—Necesito hierbas auténticas y de la más alta calidad. No puede haber absolutamente ningún tratamiento con azufre o productos químicos. El precio lo podemos negociar.
El anciano, que esperaba condiciones más difíciles, se golpeó el pecho al escuchar a Leonor.
—¡Jovencita, no te preocupes! De otras cosas no puedo presumir, ¡pero las hierbas de nuestro pueblo se procesan según los métodos tradicionales y son mucho mejores que las de esos comerciantes sin escrúpulos de la ciudad!
Hizo una pausa y bajó la voz. —Para serte sincero, ese Alba del mercado de la ciudad, que se aprovecha de que su cuñado es el director de la Oficina de Regulación de Mercados para monopolizar el suministro y bajarnos los precios, ¡hace tiempo que no queremos trabajar con él!
La mirada de Leonor brilló, pero no mencionó su propio conflicto con el Sr. Alba. Al fin y al cabo, acababa de conocerlos y no iba a revelarles todos sus secretos tan pronto.
Leonor aprovechó la oportunidad para hablar sobre el contrato y la futura colaboración.
—Perfecto, entonces. Puedo firmar un contrato a largo plazo con ustedes, con un precio un 10% por encima del de mercado.
Los ojos del anciano se iluminaron. —¿De verdad?
Leonor sonrió. —Mi palabra es mi ley.
—Pero tengo una condición.
—Antes de cada entrega, tomaré una muestra para analizarla. Si detecto azufre o cualquier cosa que no cumpla con los estándares, tendrán que pagar una multa de cinco veces el valor del contrato.
Aunque el precio que Leonor les ofrecía era más alto que el del mercado, era para garantizar la calidad de las hierbas que le suministraría.
Para Leonor, el precio no era lo importante, la calidad lo era todo.
El anciano entendió los requisitos de Leonor y, después de pensarlo, le estrechó la mano con seriedad.
—¡De acuerdo, jovencita! Ya que eres tan directa, yo tampoco me andaré con rodeos. ¡No te preocupes, a partir de ahora, serás la invitada de honor de nosotros!
Tenía que admitir que hoy había tenido mucha suerte.
Ahora, era el momento de volver y ajustar cuentas con ese comerciante sin escrúpulos.
Leonor no era de las que se dejaban pisotear. Antes había estado demasiado ocupada para lidiar con el Señor Alba.

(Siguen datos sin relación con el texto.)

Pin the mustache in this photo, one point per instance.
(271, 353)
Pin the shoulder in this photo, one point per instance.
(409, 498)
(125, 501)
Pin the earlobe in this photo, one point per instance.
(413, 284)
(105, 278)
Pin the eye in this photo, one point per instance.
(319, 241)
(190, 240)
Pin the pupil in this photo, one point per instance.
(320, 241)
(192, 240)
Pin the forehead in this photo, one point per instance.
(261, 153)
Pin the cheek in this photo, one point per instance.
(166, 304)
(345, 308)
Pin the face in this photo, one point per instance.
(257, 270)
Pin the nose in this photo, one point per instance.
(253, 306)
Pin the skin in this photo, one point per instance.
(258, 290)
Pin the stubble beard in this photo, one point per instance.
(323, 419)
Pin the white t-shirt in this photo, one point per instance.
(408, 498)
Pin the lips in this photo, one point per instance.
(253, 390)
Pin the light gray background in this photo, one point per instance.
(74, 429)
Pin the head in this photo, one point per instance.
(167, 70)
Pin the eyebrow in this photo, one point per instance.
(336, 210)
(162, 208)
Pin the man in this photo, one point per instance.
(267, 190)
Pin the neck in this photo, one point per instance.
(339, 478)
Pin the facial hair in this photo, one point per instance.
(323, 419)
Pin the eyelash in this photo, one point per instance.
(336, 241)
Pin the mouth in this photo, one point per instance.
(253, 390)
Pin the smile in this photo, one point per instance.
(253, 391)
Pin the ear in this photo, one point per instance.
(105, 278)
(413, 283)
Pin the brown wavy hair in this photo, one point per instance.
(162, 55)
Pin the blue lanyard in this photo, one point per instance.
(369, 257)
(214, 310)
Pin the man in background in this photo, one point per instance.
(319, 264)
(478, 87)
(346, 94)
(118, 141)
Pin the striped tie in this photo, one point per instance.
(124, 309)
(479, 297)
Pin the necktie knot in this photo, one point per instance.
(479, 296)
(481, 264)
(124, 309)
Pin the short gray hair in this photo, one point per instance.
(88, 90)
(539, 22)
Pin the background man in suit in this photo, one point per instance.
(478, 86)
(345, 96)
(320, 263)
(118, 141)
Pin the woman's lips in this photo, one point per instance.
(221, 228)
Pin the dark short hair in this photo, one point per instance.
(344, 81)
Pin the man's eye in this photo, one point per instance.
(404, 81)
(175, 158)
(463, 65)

Pero ahora que tenía tiempo libre, era hora de saldar cuentas.
Sin embargo, justo cuando terminaba de resolver el asunto del suministro y antes de que pudiera planear cómo lidiar con Alba, recibió un mensaje de David, que había regresado de su viaje de negocios.
David acababa de aterrizar y, sin descanso, lo primero que hizo fue invitar a Leonor a cenar.
Estaban en plena "luna de miel", y después de una semana sin verse, David ya la extrañaba.